Learned helplessness
A contingency that involves the removal of an event or stimulus following behavior that has the effect of decreasing the rate of response.
Negative punishment
A contingency where an ongoing stimulus or event is removed (or prevented) by some response (operant) and the rate of response increases.
Negative reinforcement
Any event or stimulus that increases the probability (rate of occurrence) of an operant that removes or prevents it.
Negative reinforcer
A procedure used to train avoidance responding in which no warning stimulus is presented.

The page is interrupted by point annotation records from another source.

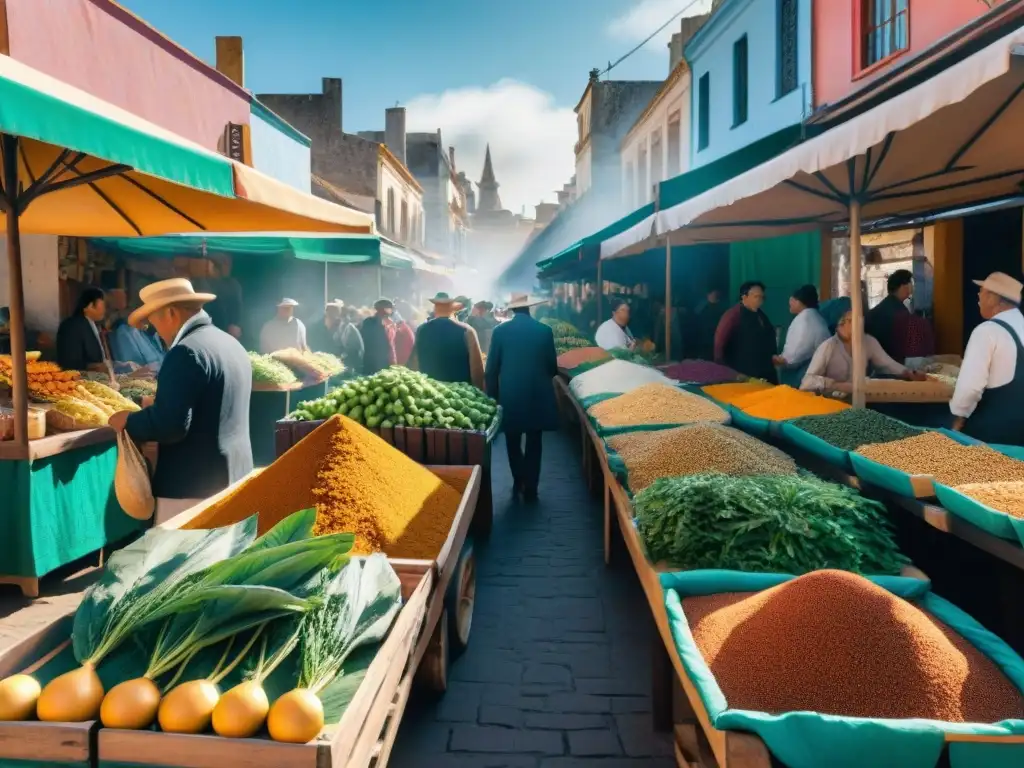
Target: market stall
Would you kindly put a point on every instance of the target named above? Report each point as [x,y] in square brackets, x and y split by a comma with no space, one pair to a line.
[75,164]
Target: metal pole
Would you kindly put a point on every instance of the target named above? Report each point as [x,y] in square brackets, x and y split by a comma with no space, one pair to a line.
[19,377]
[857,304]
[668,297]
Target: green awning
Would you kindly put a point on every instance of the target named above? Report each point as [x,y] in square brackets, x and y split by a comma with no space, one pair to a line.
[336,249]
[38,107]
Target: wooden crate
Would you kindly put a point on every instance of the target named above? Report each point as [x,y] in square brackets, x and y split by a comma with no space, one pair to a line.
[426,445]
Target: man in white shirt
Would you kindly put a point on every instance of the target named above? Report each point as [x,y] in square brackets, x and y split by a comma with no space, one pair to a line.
[986,403]
[614,332]
[284,331]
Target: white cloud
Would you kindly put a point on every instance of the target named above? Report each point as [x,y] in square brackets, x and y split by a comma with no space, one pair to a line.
[646,15]
[530,137]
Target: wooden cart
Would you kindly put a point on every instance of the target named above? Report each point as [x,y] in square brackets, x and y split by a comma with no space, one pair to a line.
[427,445]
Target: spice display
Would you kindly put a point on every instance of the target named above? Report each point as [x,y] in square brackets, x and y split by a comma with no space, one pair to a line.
[266,370]
[946,460]
[700,372]
[357,482]
[397,396]
[573,357]
[850,429]
[655,403]
[615,377]
[730,392]
[836,643]
[768,523]
[1003,497]
[781,402]
[693,450]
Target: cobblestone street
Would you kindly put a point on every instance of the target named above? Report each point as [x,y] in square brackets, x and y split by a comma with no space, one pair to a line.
[557,673]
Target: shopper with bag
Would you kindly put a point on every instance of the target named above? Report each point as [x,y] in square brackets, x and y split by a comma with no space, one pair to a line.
[200,416]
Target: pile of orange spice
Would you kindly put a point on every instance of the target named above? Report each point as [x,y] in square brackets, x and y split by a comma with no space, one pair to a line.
[358,483]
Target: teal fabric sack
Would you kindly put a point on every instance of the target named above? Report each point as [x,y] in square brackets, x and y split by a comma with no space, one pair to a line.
[806,739]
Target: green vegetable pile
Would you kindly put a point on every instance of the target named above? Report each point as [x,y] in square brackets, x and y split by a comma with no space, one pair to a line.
[268,371]
[397,396]
[775,524]
[850,429]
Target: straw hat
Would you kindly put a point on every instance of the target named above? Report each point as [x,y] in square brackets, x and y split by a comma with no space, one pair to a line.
[1001,285]
[520,300]
[164,293]
[442,298]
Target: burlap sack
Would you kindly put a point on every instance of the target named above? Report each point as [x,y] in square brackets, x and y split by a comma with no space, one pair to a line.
[131,480]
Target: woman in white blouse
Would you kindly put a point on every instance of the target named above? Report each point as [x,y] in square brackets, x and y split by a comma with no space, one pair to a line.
[832,366]
[806,334]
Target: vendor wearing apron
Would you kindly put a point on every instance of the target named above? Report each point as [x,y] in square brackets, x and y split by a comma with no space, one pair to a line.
[200,416]
[986,403]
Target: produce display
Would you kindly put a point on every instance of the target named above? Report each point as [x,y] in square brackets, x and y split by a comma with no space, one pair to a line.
[615,377]
[850,429]
[212,606]
[781,402]
[837,643]
[572,358]
[768,523]
[47,381]
[92,403]
[1003,497]
[700,372]
[267,370]
[693,450]
[397,396]
[730,392]
[357,482]
[655,403]
[946,460]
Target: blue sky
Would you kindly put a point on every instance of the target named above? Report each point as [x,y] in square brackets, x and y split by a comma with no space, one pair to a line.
[449,60]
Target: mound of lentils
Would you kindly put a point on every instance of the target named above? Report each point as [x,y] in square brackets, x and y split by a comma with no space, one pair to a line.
[850,429]
[694,450]
[656,403]
[946,460]
[836,643]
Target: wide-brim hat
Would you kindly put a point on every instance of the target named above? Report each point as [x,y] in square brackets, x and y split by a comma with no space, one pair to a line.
[442,298]
[1001,285]
[164,293]
[522,300]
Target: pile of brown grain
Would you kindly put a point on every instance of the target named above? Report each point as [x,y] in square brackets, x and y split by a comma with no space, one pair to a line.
[358,483]
[948,461]
[836,643]
[695,449]
[656,403]
[1004,497]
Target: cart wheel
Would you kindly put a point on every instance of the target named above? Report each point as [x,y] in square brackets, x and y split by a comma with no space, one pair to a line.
[433,667]
[461,598]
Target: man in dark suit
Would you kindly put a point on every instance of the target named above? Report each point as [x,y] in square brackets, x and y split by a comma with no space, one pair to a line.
[79,345]
[521,365]
[200,417]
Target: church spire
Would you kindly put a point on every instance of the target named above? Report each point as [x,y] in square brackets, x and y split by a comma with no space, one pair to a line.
[488,200]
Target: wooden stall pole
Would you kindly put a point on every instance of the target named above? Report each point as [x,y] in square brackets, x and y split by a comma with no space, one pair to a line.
[19,378]
[668,297]
[857,304]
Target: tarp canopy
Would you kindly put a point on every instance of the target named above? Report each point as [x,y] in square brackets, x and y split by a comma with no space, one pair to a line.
[335,249]
[89,168]
[952,139]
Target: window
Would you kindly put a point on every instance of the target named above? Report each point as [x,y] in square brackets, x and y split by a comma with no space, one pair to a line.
[675,146]
[884,29]
[739,82]
[704,104]
[786,68]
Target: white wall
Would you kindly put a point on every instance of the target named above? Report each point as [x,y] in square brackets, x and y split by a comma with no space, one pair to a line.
[40,275]
[276,154]
[673,102]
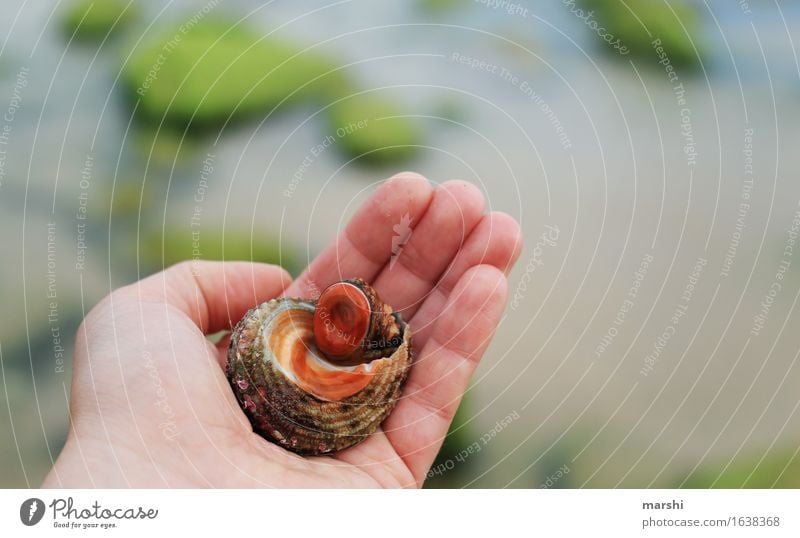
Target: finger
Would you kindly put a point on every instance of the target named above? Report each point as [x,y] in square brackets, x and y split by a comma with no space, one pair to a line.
[416,266]
[440,375]
[214,295]
[495,241]
[365,245]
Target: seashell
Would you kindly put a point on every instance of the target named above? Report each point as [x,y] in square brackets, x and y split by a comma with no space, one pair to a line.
[316,377]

Nondiscriminated avoidance
A positive punishment procedure that uses “restitution” to reduce or eliminate destructive or aggressive behavior.
Overcorrection
A procedure that involves the presentation of an event or stimulus following a response that has the effect of decreasing the rate of response.
Positive punishment
An aversive stimulus that has acquired its properties as a function of species history.
Primary aversive stimulus
A stimulus that decreases the frequency of an operant that produces it.
Punisher
Aggression elicited by the presentation of an aversive stimulus or event.